Author contributions
ST, MD, PChondros, JMN contributed to the study conception, design, acquisition of data, revising of draft manuscript and final manuscript. ST carried out the analyses, drafted the manuscript and interpreted the results. PChondros and TS contributed to the interpretation of analyses results. TS, JG and Pchoong contributed to the conception and design of the study and revising of the manuscript. All authors reviewed and approved the final version of the manuscript.
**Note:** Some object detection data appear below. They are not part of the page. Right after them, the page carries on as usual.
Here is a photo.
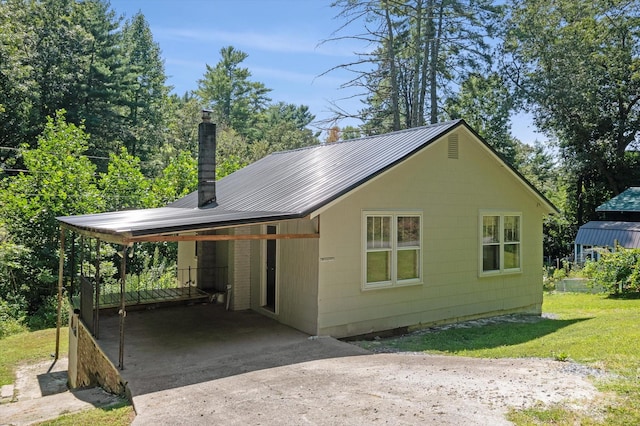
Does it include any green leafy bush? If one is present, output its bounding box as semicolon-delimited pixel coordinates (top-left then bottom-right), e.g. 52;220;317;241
28;295;69;331
582;247;640;295
0;299;27;339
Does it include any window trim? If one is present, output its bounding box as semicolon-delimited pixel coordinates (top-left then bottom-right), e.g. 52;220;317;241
361;210;424;291
478;210;524;277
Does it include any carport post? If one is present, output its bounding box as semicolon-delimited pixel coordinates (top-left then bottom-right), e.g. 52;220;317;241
118;245;128;370
93;238;100;339
55;226;64;360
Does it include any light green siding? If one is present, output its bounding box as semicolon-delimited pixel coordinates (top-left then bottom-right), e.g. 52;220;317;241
250;219;318;335
318;129;549;337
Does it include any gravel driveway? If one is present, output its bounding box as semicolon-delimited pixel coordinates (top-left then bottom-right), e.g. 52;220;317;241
134;354;598;425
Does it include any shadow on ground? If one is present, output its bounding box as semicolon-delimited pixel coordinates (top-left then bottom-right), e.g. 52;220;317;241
92;304;370;400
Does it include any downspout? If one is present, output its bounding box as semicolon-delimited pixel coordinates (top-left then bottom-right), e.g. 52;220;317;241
55;226;64;360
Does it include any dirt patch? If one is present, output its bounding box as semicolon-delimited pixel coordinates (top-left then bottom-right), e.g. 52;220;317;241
134;354;599;425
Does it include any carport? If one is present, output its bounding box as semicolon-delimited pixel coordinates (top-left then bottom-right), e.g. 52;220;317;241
55;111;319;389
93;303;368;398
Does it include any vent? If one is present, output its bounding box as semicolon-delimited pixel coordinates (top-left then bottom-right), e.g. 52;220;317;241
447;133;458;160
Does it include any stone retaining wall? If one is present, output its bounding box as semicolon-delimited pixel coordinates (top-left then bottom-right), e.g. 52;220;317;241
69;312;126;395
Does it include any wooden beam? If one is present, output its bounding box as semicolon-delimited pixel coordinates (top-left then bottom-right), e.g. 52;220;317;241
126;234;320;243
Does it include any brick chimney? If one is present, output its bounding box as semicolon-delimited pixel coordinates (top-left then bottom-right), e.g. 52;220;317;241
198;109;216;207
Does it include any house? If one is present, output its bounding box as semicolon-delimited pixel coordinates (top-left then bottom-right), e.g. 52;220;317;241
59;116;556;386
574;187;640;263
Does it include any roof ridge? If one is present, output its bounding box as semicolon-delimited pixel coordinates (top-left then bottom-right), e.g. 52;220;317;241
269;118;464;155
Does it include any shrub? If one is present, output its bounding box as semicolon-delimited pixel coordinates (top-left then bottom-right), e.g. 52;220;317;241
29;295;69;331
583;247;640;295
0;299;27;339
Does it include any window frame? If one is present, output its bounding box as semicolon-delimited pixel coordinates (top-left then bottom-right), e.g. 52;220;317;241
478;210;523;277
361;210;424;291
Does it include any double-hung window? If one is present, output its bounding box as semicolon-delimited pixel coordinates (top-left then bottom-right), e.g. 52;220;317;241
480;212;522;275
363;212;422;289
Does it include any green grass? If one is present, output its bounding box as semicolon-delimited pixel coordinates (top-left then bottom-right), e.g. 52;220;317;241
0;327;69;386
356;293;640;425
0;327;135;426
38;402;135;426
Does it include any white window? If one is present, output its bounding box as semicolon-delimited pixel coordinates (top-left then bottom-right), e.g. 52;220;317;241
480;212;522;275
362;212;422;289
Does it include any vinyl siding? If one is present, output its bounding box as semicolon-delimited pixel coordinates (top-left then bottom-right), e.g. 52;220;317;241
318;128;547;337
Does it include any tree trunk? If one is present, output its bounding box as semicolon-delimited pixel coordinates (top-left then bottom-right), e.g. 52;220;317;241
383;1;400;130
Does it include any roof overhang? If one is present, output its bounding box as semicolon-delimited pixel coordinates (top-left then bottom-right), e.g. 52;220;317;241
57;207;310;245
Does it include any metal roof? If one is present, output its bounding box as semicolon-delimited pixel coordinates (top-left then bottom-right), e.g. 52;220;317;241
58;120;553;241
596;186;640;212
576;221;640;248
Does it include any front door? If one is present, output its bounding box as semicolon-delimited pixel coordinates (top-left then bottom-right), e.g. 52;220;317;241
264;225;277;312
Role of the funding source
The researchers gratefully acknowledge the Royal Australian College of General Practitioners (RACGP) Foundation and HCF Research Foundation (HCF18-04) for their support of this project and Centre for Research Excellence in Total Joint Replacement.
Availability of data
The data sets used to develop the prediction model in this study are not publicly available due to patient privacy regulations. Data may be available from the authors upon reasonable request if permission is granted by all data providers: NPS MedicineWise, Australian Orthopaedic Association and Australian Institute of Health and Welfare.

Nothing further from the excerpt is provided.